Si un banco español contrata un futuro sobre el euríbor, muy probablemente lo haga en Londres. Si una empresa quiere cubrirse frente a las oscilaciones en el precio del petróleo, su banco trabajará con el mercado de Londres. Lo mismo para la inmensa mayoría de las materias primas. La Comisión alertó en noviembre que “podría haber riesgos para la estabilidad financiera si no se alcanza un acuerdo, a raíz de un cierre desordenado de las posiciones en las contrapartes centrales del Reino Unido” o, también, “en relación con determinados servicios prestados a los operadores de la UE por los depositarios que no puedan ser sustituidos”. 

En otras palabras, cualquier interrupción o problema de acceso desde la UE a las cámaras de contrapartida británicas puede redundar en un caos financiero. Las citadas cámaras de contrapartida son la cocina de los mercados financieros: donde ejecutan los pagos y los cobros y donde cambian de manos los valores.

Firmas de la UE tienen contratos de derivados en cámaras de contrapartida de Londres por un importe nocional (volumen de activos sobre los que se firman los derivados) de 78 billones de euros, cuatro veces el PIB de los 27, según el Banco de Inglaterra. Otros 34 billones están en contratos que no pasan por estas cámaras de contrapartida. Alrededor de la mitad de estos contratos vence después del 29 de marzo de 2019. Un brexit sin acuerdo deja en el limbo legal este descomunal volumen de transacciones, como ha reconocido, además de la UE, el Banco de Inglaterra.

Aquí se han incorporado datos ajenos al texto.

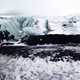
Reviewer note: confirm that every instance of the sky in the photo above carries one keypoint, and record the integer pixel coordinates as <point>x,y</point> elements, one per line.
<point>40,7</point>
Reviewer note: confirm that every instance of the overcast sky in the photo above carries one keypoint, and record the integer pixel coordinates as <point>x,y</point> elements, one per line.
<point>40,7</point>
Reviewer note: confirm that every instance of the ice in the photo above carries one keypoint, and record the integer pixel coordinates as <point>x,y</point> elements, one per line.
<point>38,69</point>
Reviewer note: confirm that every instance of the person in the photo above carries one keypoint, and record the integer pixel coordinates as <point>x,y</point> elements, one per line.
<point>6,35</point>
<point>1,36</point>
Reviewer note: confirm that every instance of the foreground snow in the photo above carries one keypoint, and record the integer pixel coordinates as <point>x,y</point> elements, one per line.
<point>39,69</point>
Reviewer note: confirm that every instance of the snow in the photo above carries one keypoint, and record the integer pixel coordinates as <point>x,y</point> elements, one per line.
<point>25,69</point>
<point>36,25</point>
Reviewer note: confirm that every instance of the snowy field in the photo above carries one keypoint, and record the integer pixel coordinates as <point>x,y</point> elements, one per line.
<point>20,68</point>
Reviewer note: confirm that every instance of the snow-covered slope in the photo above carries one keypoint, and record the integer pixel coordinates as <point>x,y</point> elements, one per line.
<point>21,26</point>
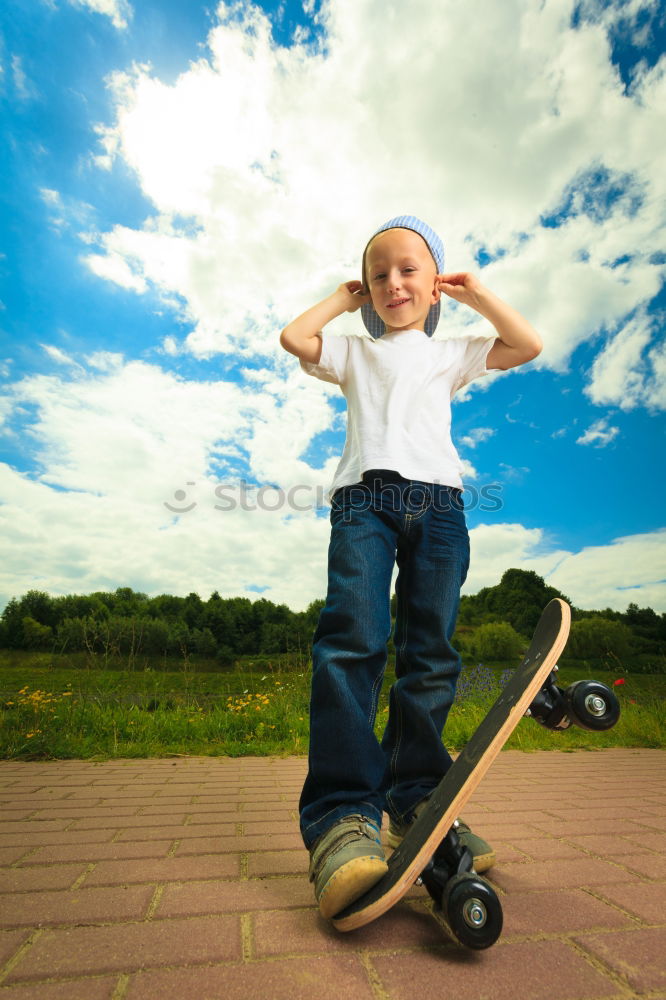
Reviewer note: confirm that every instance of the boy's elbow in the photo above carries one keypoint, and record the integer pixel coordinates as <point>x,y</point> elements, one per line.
<point>285,340</point>
<point>537,347</point>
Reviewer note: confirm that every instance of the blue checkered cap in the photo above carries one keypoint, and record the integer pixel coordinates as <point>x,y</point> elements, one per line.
<point>373,323</point>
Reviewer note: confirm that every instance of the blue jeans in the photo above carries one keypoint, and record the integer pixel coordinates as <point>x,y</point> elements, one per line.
<point>374,524</point>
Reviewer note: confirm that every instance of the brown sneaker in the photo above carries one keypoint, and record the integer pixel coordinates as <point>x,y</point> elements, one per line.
<point>345,862</point>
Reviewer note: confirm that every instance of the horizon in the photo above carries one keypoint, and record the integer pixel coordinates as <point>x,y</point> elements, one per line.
<point>182,179</point>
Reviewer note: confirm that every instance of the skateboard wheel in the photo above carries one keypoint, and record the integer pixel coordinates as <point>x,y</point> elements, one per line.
<point>473,911</point>
<point>592,705</point>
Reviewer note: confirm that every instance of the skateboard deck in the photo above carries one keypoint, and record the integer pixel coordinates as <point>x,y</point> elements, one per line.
<point>461,780</point>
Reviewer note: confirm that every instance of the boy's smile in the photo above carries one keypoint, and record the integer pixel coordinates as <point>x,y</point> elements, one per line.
<point>400,273</point>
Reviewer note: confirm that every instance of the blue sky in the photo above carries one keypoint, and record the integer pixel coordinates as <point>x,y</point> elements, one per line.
<point>181,179</point>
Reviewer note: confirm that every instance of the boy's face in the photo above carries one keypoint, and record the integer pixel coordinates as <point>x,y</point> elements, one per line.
<point>400,275</point>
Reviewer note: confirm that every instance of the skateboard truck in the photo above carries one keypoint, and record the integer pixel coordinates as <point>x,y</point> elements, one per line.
<point>469,904</point>
<point>549,707</point>
<point>587,704</point>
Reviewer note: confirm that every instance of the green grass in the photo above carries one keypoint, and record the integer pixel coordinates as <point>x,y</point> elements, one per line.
<point>257,708</point>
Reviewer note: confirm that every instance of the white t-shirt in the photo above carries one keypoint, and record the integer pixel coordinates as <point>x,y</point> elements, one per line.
<point>398,390</point>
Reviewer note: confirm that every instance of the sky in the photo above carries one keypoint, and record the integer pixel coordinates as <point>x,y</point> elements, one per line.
<point>180,180</point>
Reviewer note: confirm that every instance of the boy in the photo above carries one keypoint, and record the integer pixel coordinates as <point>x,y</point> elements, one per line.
<point>396,497</point>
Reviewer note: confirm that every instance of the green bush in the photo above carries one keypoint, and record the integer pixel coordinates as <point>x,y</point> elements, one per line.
<point>496,641</point>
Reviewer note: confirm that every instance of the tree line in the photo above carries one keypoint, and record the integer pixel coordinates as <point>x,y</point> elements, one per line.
<point>492,624</point>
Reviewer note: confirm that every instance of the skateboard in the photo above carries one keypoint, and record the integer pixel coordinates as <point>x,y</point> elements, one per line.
<point>431,852</point>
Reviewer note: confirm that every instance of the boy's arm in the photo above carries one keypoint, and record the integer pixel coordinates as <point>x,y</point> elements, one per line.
<point>517,340</point>
<point>301,336</point>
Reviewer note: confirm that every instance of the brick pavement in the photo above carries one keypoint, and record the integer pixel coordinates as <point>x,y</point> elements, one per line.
<point>173,878</point>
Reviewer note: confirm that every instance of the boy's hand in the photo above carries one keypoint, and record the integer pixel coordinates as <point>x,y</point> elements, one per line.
<point>354,295</point>
<point>462,286</point>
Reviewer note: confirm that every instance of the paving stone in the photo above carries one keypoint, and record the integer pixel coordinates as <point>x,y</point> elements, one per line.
<point>637,956</point>
<point>174,832</point>
<point>234,896</point>
<point>559,874</point>
<point>558,913</point>
<point>234,915</point>
<point>304,932</point>
<point>10,942</point>
<point>100,852</point>
<point>325,978</point>
<point>39,878</point>
<point>653,841</point>
<point>83,906</point>
<point>8,855</point>
<point>204,866</point>
<point>535,970</point>
<point>547,848</point>
<point>279,862</point>
<point>212,845</point>
<point>645,900</point>
<point>35,837</point>
<point>650,865</point>
<point>128,947</point>
<point>608,846</point>
<point>102,988</point>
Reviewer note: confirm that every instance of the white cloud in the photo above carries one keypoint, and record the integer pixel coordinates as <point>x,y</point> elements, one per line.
<point>116,442</point>
<point>628,570</point>
<point>599,434</point>
<point>120,11</point>
<point>626,373</point>
<point>538,106</point>
<point>23,87</point>
<point>476,436</point>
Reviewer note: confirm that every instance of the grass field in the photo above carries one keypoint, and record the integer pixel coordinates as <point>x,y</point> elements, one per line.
<point>256,708</point>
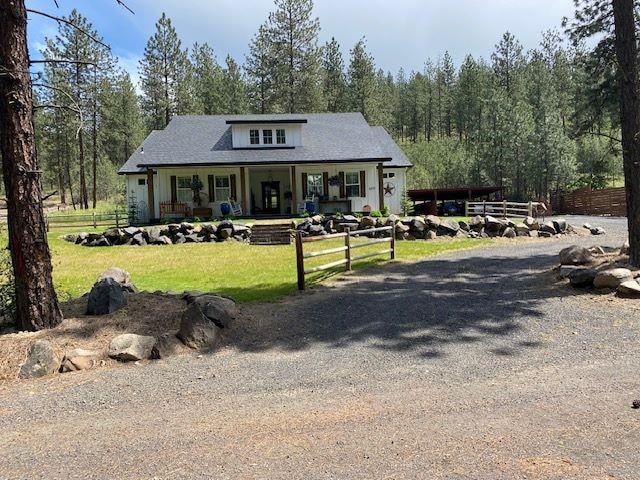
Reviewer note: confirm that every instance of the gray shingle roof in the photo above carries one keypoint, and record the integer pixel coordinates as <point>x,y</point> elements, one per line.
<point>206,140</point>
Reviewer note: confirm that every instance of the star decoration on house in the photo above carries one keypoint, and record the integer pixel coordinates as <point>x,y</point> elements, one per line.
<point>389,188</point>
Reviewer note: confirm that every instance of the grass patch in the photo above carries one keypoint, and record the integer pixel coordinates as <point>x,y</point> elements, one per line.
<point>245,272</point>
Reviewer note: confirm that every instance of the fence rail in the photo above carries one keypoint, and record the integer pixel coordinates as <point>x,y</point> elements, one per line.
<point>504,208</point>
<point>585,201</point>
<point>107,219</point>
<point>347,248</point>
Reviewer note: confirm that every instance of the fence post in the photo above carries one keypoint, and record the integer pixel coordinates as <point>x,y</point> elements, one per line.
<point>393,243</point>
<point>347,252</point>
<point>299,260</point>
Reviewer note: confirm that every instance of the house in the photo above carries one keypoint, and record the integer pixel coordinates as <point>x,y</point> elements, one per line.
<point>269,165</point>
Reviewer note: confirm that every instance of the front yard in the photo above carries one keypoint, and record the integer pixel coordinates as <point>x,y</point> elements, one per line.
<point>245,272</point>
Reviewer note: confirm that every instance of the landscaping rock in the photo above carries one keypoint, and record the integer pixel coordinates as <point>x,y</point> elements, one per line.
<point>630,288</point>
<point>130,347</point>
<point>582,277</point>
<point>119,275</point>
<point>106,297</point>
<point>548,227</point>
<point>220,310</point>
<point>41,361</point>
<point>612,278</point>
<point>509,232</point>
<point>79,359</point>
<point>196,330</point>
<point>532,223</point>
<point>575,255</point>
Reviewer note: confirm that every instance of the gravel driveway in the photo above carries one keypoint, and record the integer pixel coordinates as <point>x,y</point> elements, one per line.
<point>470,365</point>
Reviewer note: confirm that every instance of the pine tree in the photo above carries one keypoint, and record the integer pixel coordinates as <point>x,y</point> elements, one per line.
<point>164,75</point>
<point>334,81</point>
<point>293,35</point>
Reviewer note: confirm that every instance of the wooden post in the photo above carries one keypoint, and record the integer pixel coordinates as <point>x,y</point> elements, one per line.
<point>294,187</point>
<point>393,243</point>
<point>380,187</point>
<point>300,260</point>
<point>347,252</point>
<point>243,192</point>
<point>150,195</point>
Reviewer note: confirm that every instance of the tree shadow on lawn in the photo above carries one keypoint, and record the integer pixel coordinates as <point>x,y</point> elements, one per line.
<point>417,307</point>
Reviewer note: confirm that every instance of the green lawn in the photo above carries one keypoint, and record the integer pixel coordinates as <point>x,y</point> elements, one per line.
<point>244,272</point>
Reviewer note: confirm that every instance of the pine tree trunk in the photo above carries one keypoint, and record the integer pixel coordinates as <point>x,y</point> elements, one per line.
<point>36,301</point>
<point>627,55</point>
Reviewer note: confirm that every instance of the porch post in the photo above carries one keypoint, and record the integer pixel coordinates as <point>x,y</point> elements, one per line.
<point>294,185</point>
<point>380,187</point>
<point>243,192</point>
<point>150,195</point>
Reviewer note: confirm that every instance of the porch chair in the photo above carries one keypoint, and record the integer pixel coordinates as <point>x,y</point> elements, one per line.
<point>236,208</point>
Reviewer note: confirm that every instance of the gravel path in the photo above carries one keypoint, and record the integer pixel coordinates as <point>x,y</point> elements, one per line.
<point>470,365</point>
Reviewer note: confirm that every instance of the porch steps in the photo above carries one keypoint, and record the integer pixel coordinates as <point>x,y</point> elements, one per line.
<point>271,234</point>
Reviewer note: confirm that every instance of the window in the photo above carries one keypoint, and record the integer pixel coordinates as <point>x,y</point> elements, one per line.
<point>184,193</point>
<point>314,185</point>
<point>222,190</point>
<point>352,184</point>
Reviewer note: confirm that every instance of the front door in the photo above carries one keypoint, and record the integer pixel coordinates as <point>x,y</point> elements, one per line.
<point>271,197</point>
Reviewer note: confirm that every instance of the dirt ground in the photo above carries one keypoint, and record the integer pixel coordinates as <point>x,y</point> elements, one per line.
<point>471,365</point>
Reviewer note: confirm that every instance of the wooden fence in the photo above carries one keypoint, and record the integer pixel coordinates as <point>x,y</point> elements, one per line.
<point>95,220</point>
<point>609,201</point>
<point>505,209</point>
<point>347,249</point>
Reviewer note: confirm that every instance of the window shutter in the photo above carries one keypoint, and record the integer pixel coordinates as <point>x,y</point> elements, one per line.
<point>305,186</point>
<point>212,191</point>
<point>232,184</point>
<point>174,189</point>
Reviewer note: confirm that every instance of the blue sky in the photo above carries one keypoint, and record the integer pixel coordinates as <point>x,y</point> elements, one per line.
<point>400,33</point>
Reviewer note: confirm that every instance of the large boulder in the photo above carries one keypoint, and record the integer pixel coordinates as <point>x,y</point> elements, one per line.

La solución propuesta por la Comisión Europea pasa por lo que llama “decisiones de equivalencia temporales y condicionadas”. Es decir, que durante un tiempo, y en caso de que no haya acuerdo, reconocerá las cámaras de contrapartida británicas como si fuesen europeas, “con el fin de garantizar que no se produzca ninguna interrupción en la compensación centralizada o los servicios de depositarios”.

Las distintas asociaciones de la industria financiera como a International Swaps and Derivatives Association (derivados), la Financial Industry Association (banca de inversión) y otras se han movido para exigir este tipo de planes de contingencia y han agradecido su puesta en marcha. La premura de tempo, además, es aún mayor que en otros sectores: aunque la fecha límite es el 29 de marzo, cuando se cancela o modifica un contrato de derivados se hace con tres meses de antelación. En otras palabras, para la industria financiera el riesgo de un brexit sin acuerdo afloraba a fin de año, cuando los operadores europeos debían decidir qué hacer con su negocio en el Reino Unido.

Un brexit sin acuerdo seguirá siendo un caos sin precedentes desde el punto de vista político, juridico y económico. Y la solución aportada por Bruselas no deja de ser temporal pero, al menos, intenta evitar una suerte de Lehman Brothers europeo cuyos efectos se empezarían a notar antes de final de este año.